Nei casi di presenza di moneta nelle sepolture non sembra di notare preferenze né per il sesso né per l’età del defunto; normalmente si tratta di una sola moneta, con preferenza per l’asse in bronzo, anche quando la moneta costituisca l’unico elemento di corredo. Dal punto di vista cronologico, la maggior frequenza di moneta nelle sepolture è nel II secolo d.C., durante la fase degli imperatori adottivi, da Traiano a Commodo. La consuetudine non sembra scomparire con l’avvento del cristianesimo se, come dimostrato dalle indagine archeologiche effettuate all’interno di complessi catacombali, le monete sono affogate direttamente nella calce che chiude il loculo. I casi accertati sono collegati a monete di pieno III secolo d.C. fino alla metà del secolo successivo. Va comunque ribadito che gli spazi catacombali non furono totalmente occupati da elementi di fede cristiana ma che , anzi, a partire dagli inizi del III secolo d.C. costituirono una alternativa per pagani e cristiani al modo di seppellire sopraterra, sfruttando le gallerie sotterranee spesso a più piani.

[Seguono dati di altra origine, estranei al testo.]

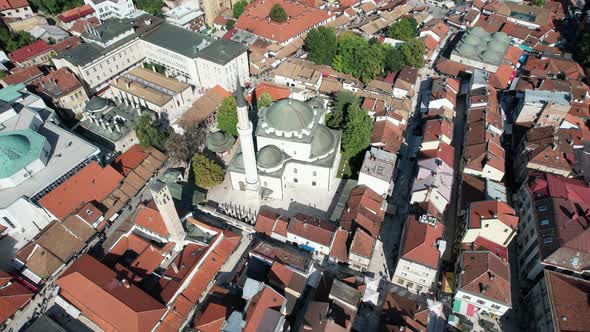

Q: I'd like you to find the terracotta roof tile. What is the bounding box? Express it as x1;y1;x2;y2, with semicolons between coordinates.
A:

Catacomba di via Anapo a Roma e “thesaurus” posto sulla scalinata esterna del santuario di Ercole Curino a Sulmona

All’interno di aree sacre la moneta è stata protagonista di situazioni ed usi diversi. Nella frequentazione dei santuari i fedeli lasciavano testimonianze materiali della loro devozione nei confronti della divinità sia con oggetti diversi (statuaria e ex voto) ma anche con offerte in denaro. Tra queste vanno distinte quelle che rimanevano a disposizione degli addetti al culto e come tali potevano essere prelevate e riutilizzate per le esigenze del culto stesso e quelle che erano considerate proprietà esclusiva della divinità e dunque inalienabili. Nel primo caso rientrano i “thesauri”, vere e proprie cassette per elemosine che, sistemate all’esterno del tempio, ricevevano le offerte in denaro dei fedeli. Gli addetti al culto erano in grado di aprire periodicamente tali cassette e prelevarne il contenuto. Al secondo gruppo appartengono tutte le offerte versate nelle sorgenti d’acqua, nei fiumi o in una prima fase all’interno del tempio e poi periodicamente raccolte e collocate in apposite fosse votive scavate all’interno dell’area del santuario.

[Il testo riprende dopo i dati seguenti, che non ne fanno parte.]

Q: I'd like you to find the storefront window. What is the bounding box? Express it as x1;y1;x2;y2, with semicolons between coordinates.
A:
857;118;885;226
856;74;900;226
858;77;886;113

Ma la moneta è spesso protagonista di usi cultuali diversi: il pedaggio da pagare alla divinità collegata ad un corso d’acqua per cui al momento dell’attraversamento del ponte veniva gettato un obolo nelle acque stesse anche per farsi perdonare l’offesa recata alla divinità per aver osato legare con una struttura fissa le due sponde; o in caso di valico dei monti dove era sempre presente un santuario dedicato alla divinità che presiedeva quel valico e che garantiva il buon prosieguo del viaggio, molto spesso identificata con Giano bifronte, il dio degli ingressi.

Un ponte e una moneta romana in argento con Giano bifronte

Con questo, ennesimo uso della moneta in ambito romano si conclude la nostra ricerca, dedicata alla memoria e all’opera di Giuliano Marchetti, fondatore e “magister monetae” dell’Antica Zecca di Lucca e della Fondazione che da essa è nata. Grazie alla sua inesauribile creatività, alle sue idee, alla sua formidabile carica di entusiasmo e umanità sono nate tante iniziative che hanno favorito, e tuttora favoriscono, la ricerca e la divulgazione della numismatica a Lucca, in Toscana e in Italia.